Walking home from church this morning I saw a man lying half on the road with his head on the sidewalk. He didn’t look injured but wasn’t moving. I crossed the road and looked closer to see if he was breathing.  Another woman slowed her pace to look at him. Two young men came over and moved his legs so he was lying completely on the sidewalk. They looked up at me and said, “He’s drunk.”  I asked if they thought he was alive? “Yes, he’s alive. He’s drunk.” The man moved his head ever so slightly, and the other two men kept walking. The woman kept walking. Then I kept walking. I was shocked at how little emotion I felt. I had no desire to help him. I was glad for the other people around, but really felt no compassion at all. I thought, it’s the first of the month. Pay day was Friday. They’re probably right. He probably drank most of his pay. I wondered if there was a woman at home with kids who were hungry. I crossed the bridge over the river littered with plastic bags. I walked up the hill and home.

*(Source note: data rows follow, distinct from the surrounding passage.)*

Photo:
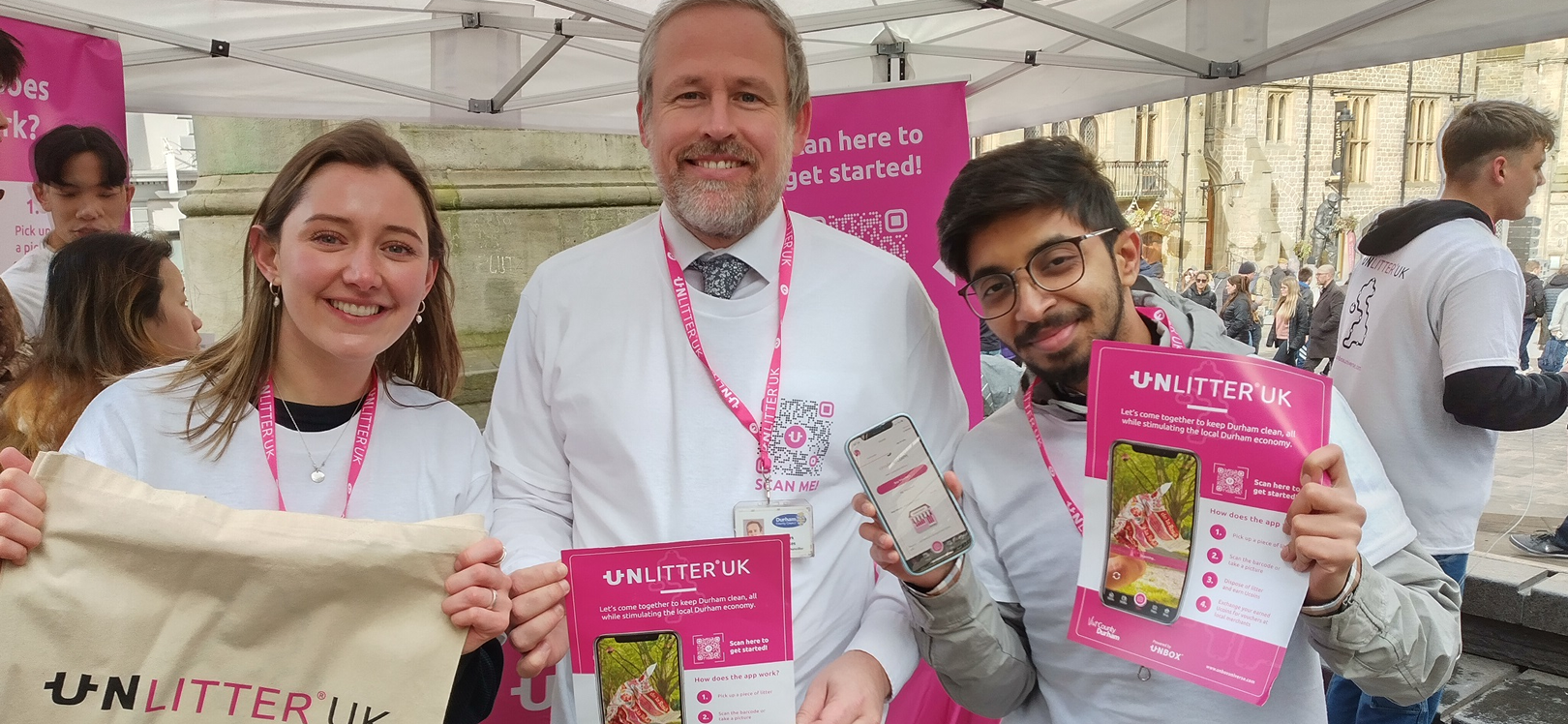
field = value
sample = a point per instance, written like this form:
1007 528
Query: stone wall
508 201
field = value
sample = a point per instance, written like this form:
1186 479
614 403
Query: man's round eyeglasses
1052 268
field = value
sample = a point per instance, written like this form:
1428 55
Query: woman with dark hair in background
1237 313
115 306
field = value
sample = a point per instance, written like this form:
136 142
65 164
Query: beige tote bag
148 605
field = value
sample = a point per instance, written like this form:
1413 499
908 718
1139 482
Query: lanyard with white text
1029 411
367 419
763 430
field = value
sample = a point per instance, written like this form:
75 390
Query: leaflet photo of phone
639 678
908 493
1153 501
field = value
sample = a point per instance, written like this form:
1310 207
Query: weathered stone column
508 201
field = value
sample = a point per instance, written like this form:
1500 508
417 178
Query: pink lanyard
1029 411
367 419
770 395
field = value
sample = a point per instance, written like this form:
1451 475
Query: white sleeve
1386 528
530 478
1481 321
940 412
103 435
933 399
888 633
478 498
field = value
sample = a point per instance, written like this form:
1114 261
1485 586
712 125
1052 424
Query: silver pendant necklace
316 468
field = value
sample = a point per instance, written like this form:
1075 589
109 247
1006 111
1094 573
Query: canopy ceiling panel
571 65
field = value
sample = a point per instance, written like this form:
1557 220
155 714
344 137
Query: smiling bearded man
609 427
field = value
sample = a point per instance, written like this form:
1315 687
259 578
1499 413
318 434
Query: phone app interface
1153 498
908 489
640 678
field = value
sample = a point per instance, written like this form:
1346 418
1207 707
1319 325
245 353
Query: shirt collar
759 250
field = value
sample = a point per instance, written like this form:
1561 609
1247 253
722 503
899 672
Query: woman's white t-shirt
425 458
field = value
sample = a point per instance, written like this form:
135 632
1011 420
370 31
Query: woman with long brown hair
115 306
347 323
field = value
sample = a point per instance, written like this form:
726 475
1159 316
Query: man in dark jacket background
1325 321
1535 308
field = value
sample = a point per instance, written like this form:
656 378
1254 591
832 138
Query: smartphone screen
1153 498
910 496
639 678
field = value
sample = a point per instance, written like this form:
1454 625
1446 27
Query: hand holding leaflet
1324 526
538 618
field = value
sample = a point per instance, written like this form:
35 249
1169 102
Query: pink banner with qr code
70 78
877 166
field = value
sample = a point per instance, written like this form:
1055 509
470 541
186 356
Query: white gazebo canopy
571 65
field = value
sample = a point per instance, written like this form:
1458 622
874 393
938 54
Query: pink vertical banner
70 78
877 166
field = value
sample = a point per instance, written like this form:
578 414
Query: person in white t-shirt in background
1051 262
80 176
347 317
607 428
1429 342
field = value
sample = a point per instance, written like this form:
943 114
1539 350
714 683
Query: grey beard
706 209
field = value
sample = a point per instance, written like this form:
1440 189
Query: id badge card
784 518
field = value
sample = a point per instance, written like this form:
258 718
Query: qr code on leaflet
709 648
801 436
1229 481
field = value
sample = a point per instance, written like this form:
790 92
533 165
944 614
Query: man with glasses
1037 230
1201 293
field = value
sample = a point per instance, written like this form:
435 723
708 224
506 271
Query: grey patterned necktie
722 275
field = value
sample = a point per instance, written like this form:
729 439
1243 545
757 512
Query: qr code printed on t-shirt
800 437
709 648
1229 481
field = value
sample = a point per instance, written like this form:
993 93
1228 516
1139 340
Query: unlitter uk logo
207 696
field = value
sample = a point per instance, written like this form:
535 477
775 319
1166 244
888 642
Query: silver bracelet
1352 582
943 587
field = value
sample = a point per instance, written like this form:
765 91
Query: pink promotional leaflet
70 78
682 632
1233 432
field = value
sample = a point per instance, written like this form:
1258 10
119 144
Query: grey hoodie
1398 638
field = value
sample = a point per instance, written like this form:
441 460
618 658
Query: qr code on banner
1229 480
801 436
887 230
709 648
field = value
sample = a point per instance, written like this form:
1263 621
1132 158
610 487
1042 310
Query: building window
1358 139
1277 119
1147 136
1421 159
1089 132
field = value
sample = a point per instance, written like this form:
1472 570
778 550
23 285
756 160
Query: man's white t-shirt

It’s gotten late and I’ve got to get something together for tomorrow.  Friends came over so we could discuss our plan for hiking Mt Mulanje over Easter weekend. We needed to coordinate the food and supplies and we put together a Huevose Rancheros for lunch which was actually quite good. We had a great time for a few hours planning our trek, but now I’m regretting the gin and tonic and bottle of wine that went along with the merriment.

I need to make some tea and start writing some notes so I don’t look like an idiot tomorrow.  I’ll let you know how it goes. Safe Motherhood Initiative and Respectful Women Care. I’m sure I can rant about that for four hours.